Hence, Burtrum is distinguishable. First, it was decided before Jaffee and acknowledged the split in the circuits over recognition of a psychotherapist/client privilege. Second, Burtrum addressed only the narrow issue whether to recognize the privilege in a criminal child sexual abuse context. To resolve that question within those contours, we held under a balancing of the need to protect this vulnerable segment of society, minor victims often intimidated by the legal system and fearful of testifying, against the quest for relevant evidence in the prosecution of child abuse cases, "that significant evidentiary need compels the admission of this type of relevant evidence in child sexual abuse prosecutions." Id. at 1302. That is, a subset of the public good, the welfare of children, presented the sort of situation Jaffee anticipated. However, Burtrum's analysis cannot be extended here.
Similarly, we have recognized an exception to the marital privilege. In United States v. Bahe, No. 96-2174, 1997 WL 705367 (10th Cir. N.M.), we exercised the "reason and experience" granted by Fed.R.Evid. 501 and "recognize[d] an exception to the marital communications privilege for spousal testimony relating to the abuse of a minor child within the household."
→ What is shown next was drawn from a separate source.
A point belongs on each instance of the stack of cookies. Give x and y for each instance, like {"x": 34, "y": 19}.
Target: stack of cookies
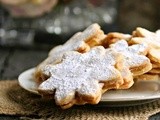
{"x": 90, "y": 63}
We therefore hold upon the record before us the psychotherapist-patient privilege announced in Jaffee is available to protect Mr. Glass' statements from compelled disclosure under Rule 501 of the Federal Rules of Evidence. Thus, on remand, the district court must proceed under Fed.R.Evid. 104(a) to determine whether, in the context of this case, the threat was serious when it was uttered and whether its disclosure was the only means of averting harm to the President when the disclosure was made. In particular, the court will want to hear Dr. Darbe's opinion of the seriousness of the threat as well as the opinion of any appropriate authority who deals with the protection of the President. The plea of guilty is VACATED, and the cause is remanded for further proceedings.